The radio dongle code has been updated to flash either of the two LED’s when sending data or in case of bad transmission.
On our latest prototypes we discovered that the radio transmission went pretty bad on some copters as soon as the motors where turned on. This was not a nice discovery at this time of our project and we had not really seen it before. This kind of problem could require a big re-design of the PCB! After some debugging it turned out to be the PWM switching of the motors causing ripple on the digital supply voltage. It wasn’t that much, about 60mV peak-to-peak but enough to throw the radio off balance. After some tries with different decoupling techniques to get rid of the ripple, which showed only minor improvement, we increased the motor PWM frequency from 17kHz to 280kHz. That made the ripple go away, now about 10mV peak-to-peak, and so did the radio transmission problems, yeay!
Great progress! Keep up the good work!
Will the increase in frequency decrease the battery life?
The increase in freqency should not show any notisable difference in battery life. The switching losses in the transistors will increase but the coreless motors are actually a bit more efficient at a higher frequency. We will have to do a test to find out, which we will do eventually.
So whats the forecast on when these are going to be available?
Our goal is to make it available during the first half of 2012.
oh, does it currently work also with Xbox 360 controller?
At some point in time we had it working with both the Xbox 360 and the PS3 controller but dropped support for the Xbox 360 since it was messy with our old implementation (and we all had PS3 controllers). Now that we have restructured the PC application a bit we are planning to (in some form) put in support for other devices. We use pyGame for reading the input device so basically what’s needed is to remap the axis for the controller.
How about a rough number?
If it is possible to go to 280kHz why did you choose 17kHz before? Isn’t a higher PWM freqency always creating a cleaner sine for the motor, or where you afraid of other EMC affects?

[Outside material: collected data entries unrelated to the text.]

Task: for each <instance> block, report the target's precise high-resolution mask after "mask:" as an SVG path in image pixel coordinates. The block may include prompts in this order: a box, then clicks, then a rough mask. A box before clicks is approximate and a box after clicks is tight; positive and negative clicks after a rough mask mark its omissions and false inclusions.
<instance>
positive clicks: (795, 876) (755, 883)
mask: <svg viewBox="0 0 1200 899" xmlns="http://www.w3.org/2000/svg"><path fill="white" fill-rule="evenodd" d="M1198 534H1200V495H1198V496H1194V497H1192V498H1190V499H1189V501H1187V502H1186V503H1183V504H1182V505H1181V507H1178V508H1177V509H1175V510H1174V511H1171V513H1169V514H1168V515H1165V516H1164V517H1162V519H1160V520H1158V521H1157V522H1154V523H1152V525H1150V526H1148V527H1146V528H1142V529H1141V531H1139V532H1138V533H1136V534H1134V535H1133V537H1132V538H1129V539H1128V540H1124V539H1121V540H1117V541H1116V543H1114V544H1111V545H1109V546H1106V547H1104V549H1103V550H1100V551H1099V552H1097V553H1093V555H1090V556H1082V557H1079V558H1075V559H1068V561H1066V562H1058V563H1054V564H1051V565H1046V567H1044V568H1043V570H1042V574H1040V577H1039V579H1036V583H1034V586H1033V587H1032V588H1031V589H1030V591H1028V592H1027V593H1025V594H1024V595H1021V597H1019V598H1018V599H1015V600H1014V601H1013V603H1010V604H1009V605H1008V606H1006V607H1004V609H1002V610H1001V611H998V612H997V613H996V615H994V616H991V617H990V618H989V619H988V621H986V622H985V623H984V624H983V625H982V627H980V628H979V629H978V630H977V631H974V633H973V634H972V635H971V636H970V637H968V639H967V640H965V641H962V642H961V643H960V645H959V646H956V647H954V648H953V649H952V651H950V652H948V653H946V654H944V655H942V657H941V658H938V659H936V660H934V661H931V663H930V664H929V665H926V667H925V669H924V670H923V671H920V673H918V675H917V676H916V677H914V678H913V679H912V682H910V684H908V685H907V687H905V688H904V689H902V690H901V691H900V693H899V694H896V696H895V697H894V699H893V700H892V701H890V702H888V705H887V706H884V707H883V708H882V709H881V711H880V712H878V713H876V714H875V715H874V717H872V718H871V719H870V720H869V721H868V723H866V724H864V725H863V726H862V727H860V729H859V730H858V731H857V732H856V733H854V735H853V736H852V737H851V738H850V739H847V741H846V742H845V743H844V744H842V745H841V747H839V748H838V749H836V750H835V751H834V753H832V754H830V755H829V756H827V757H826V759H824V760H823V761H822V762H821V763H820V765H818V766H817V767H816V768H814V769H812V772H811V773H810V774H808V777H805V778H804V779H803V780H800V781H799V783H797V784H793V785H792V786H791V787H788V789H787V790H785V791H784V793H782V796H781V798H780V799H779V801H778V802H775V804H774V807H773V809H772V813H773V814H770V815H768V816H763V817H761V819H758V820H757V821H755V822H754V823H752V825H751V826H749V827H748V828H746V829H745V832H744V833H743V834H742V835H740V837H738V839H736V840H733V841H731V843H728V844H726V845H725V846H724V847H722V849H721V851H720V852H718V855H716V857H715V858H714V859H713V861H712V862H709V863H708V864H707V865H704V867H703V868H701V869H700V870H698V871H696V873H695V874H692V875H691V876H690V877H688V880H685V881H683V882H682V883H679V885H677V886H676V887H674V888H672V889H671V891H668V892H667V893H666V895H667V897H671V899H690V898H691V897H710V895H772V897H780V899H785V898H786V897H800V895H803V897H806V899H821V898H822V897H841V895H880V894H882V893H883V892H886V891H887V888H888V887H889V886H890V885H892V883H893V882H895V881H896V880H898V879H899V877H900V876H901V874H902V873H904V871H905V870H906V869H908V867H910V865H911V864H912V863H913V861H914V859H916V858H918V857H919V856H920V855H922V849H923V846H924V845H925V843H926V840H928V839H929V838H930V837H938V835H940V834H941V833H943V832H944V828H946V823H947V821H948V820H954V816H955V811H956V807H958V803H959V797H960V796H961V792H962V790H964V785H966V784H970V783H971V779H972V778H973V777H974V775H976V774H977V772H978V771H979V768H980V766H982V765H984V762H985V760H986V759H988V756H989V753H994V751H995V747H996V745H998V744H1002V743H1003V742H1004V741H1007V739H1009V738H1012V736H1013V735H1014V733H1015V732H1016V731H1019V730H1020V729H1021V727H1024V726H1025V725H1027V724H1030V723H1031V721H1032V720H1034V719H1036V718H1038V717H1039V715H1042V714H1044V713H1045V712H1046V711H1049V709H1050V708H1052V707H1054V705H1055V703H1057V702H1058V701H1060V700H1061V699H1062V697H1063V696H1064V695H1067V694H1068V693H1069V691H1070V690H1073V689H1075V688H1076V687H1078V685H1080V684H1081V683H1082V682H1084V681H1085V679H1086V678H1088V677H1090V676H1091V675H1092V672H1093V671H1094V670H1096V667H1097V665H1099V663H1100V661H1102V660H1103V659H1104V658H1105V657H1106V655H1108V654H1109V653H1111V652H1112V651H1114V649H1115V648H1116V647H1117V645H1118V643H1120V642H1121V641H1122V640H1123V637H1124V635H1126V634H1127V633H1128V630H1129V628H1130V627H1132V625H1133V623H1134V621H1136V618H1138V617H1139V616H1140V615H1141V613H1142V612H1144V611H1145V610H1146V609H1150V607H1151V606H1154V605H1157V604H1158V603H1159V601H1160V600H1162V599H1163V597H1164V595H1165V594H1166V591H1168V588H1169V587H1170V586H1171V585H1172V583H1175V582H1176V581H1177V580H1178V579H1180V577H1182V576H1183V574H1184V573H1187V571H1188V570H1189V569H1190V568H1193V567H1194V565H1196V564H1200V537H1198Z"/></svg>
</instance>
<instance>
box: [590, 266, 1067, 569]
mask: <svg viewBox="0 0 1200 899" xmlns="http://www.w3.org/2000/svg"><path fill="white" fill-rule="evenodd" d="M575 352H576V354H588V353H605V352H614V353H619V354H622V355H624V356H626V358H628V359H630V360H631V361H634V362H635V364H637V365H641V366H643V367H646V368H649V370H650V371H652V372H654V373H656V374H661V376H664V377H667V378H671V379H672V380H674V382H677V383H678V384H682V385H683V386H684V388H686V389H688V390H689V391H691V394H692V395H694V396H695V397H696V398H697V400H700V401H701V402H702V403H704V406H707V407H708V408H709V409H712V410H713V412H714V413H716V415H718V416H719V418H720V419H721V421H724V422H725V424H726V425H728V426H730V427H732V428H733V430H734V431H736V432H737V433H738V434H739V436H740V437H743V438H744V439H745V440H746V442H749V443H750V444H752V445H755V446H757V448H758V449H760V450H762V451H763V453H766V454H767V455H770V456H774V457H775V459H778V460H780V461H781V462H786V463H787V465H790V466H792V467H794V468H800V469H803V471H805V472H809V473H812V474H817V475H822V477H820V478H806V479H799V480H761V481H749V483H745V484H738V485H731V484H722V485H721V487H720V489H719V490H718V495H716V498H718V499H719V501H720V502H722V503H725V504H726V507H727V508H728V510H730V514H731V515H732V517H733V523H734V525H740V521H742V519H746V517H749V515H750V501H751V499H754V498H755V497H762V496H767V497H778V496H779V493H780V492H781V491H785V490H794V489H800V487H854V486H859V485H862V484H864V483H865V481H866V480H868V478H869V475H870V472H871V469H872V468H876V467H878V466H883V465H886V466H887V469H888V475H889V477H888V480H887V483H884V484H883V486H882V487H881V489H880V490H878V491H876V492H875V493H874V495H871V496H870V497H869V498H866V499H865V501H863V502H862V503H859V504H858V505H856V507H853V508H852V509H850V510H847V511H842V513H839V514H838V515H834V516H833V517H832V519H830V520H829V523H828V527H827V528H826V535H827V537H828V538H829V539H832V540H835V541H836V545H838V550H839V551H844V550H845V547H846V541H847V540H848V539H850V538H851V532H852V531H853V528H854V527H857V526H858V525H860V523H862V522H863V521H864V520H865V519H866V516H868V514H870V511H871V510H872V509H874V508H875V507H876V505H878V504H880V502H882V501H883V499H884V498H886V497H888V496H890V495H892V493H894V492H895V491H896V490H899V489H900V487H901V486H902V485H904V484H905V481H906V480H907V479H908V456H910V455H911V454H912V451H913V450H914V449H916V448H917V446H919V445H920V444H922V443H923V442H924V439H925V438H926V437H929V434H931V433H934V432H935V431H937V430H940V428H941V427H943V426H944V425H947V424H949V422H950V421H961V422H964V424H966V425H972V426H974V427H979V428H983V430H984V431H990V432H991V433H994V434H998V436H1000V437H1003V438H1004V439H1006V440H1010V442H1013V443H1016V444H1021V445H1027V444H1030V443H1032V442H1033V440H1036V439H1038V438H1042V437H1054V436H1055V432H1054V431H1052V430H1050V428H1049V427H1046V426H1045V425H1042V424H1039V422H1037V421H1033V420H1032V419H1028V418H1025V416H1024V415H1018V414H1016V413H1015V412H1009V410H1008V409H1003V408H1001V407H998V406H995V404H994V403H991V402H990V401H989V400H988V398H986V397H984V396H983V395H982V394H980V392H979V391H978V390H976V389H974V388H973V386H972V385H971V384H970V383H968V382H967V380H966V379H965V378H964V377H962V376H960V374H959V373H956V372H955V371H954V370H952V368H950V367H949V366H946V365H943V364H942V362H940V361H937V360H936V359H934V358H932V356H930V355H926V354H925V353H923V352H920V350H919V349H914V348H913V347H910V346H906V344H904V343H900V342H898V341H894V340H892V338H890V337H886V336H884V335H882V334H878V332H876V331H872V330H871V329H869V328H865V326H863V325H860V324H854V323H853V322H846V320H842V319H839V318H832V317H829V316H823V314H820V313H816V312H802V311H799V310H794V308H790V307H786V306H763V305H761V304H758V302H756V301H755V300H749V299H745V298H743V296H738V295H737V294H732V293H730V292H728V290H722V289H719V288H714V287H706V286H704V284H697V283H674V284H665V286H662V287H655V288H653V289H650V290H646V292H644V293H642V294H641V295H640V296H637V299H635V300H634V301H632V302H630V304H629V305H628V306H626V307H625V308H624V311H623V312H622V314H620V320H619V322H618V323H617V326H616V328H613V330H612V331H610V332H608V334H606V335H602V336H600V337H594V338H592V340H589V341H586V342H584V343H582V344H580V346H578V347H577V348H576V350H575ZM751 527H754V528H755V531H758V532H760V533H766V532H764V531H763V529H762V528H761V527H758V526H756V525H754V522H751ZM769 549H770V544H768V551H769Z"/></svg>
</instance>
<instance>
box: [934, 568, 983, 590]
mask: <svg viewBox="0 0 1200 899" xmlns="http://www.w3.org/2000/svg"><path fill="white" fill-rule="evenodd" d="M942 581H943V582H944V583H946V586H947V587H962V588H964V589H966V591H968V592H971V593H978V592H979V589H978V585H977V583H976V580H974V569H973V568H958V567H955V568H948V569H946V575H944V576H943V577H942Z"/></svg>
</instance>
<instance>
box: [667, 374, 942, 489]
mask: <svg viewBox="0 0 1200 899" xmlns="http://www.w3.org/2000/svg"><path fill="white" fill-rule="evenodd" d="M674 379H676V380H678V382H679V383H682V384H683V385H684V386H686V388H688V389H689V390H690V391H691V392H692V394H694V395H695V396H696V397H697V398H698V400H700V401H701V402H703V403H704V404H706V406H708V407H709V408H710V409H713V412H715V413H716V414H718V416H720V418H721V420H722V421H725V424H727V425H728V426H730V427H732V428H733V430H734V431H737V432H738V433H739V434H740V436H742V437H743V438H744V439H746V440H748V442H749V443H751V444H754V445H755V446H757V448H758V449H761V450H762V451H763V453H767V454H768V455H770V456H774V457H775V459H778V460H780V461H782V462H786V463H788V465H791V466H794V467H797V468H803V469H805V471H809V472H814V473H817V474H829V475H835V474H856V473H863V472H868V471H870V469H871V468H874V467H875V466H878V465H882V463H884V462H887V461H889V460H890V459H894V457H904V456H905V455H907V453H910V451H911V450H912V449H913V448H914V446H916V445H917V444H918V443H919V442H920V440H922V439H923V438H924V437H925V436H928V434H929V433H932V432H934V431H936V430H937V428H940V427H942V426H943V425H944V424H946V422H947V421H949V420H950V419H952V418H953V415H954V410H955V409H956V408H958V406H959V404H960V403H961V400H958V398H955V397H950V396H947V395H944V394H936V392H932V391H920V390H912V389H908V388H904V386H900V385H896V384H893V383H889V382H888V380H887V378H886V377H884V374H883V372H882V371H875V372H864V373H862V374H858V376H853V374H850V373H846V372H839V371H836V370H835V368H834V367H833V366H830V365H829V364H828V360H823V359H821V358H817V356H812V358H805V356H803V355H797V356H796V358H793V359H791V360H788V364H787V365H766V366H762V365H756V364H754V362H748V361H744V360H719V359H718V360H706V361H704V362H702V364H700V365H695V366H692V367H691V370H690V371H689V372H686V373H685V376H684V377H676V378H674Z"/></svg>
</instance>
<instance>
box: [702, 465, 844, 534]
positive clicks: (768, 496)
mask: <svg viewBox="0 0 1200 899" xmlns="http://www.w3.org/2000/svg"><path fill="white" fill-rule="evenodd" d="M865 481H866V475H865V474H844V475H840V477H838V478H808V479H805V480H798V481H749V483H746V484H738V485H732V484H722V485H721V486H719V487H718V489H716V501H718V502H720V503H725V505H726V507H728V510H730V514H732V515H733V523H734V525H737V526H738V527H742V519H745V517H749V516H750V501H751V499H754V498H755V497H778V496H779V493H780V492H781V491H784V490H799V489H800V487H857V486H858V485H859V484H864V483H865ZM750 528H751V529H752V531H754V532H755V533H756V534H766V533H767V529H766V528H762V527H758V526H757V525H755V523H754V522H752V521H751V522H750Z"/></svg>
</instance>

The trick is that, to avoid noise on the analog sensor measurement, we where synchronising the analog sensors acquisition with the PWM (the STM32 permits to synchronise timer together and the ADC acquisition was launched some time after the PWM edge). So the PWM had to be slow enough for the ADC to do the acquisition when the power supply was stable.
So part of the discovery is also that this advanced acquisition scheme is not required anymore.
hey all, i am interested in knowing the specifications of the motor you have used.
They are brushed coreless 6x15mm motors.